Naw, we have an attention economy here. This is a zero-sum situation. Newcomers have to compete on the same terms specifically because all the advertising noise from others drowns them out unless they advertise too.

Google lists plain facts like the existence of a business without any advertising even. If all the restaurants in a town decided in solidarity to never advertise on Google, people could still look up the restaurant directory and learn about the options. All the restaurants would save money. But when some advertise at Google and got prominence, they capture more of the market, which forces others to do more advertising in order to not lose market share.

And a restaurant having their own website is informational, but that's not what we mean by online advertising. We mean when third parties pay to have their ad promoted to people who aren't directly connecting with their business.

If all third-party advertising went away, it would be such a shock to the internet economy that it's hard to describe. But ignoring that aspect, we would see net GAINS in new businesses being able to have people notice their products or in customers being able to find the products and resources they want.


> people could still look up the restaurant directory and learn about the options.

Then you will have premium listings in the directory. Businesses will always try to increase their revenue and advertising is and will be a tempting option for them.


Yeah, but maybe you missed my point. In principle, like a union / cartel, a whole sector of businesses in a market could decide together to never advertise, and the reduced overhead for everyone would mean more profit. In practice, it just takes a few deviators / scabs etc. to undermine this for everyone.

Reality is more complex. Organizing in solidarity is hard, deviation is easy… the whole non-cooperative games theories etc. Markets aren't all zero-sum.

But a bunch of restaurants in a town could all just promote the idea of eating out and promote their directory, and if no premium access or other advertising happens, then it will be best for everyone.
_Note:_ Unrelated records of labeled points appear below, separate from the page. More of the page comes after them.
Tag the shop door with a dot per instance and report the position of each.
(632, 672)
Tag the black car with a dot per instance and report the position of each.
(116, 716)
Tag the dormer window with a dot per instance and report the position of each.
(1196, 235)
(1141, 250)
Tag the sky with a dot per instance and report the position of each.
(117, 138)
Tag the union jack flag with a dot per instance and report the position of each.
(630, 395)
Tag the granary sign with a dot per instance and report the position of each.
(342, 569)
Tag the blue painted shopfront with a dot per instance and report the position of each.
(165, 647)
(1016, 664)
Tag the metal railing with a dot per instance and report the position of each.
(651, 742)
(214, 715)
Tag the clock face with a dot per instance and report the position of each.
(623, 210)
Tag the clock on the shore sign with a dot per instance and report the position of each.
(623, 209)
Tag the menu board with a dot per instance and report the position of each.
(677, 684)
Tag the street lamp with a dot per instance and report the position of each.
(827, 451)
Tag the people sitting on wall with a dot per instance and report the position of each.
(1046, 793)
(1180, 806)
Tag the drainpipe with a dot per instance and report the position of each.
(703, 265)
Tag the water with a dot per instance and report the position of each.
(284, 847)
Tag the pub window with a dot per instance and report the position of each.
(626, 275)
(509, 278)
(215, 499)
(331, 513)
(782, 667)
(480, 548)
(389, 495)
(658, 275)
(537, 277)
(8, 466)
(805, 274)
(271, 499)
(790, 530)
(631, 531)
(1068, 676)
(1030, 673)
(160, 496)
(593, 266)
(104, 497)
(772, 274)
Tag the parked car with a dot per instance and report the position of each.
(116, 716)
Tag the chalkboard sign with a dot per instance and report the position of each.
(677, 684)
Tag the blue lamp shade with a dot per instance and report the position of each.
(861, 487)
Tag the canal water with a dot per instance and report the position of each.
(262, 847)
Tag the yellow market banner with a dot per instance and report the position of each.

The core point is to reject the simplistic argument that ads are all just information and somehow fine and productive. Maybe you just meant that, in practice, businesses need to advertise. But if we get rid of a whole form of advertising, it can just help businesses rather than harm them. Each additional means to advertise creates yet more burden in a zero-sum race-to-the-bottom fashion.


My original comment was an argument for the parent thread which said "The value of online advertising is massively inflated." I was not saying that ads are good.


Okay, sorry for the confusion. Your response didn't seem pro-advertising per se, but it seemed to suggest that advertising was a necessary evil maybe. I wanted to clarify that it isn't actually necessary systematically, it's just necessary in a race-to-the-bottom zero-sum game where each player has to accept the necessary evil given the assumption that others are doing it.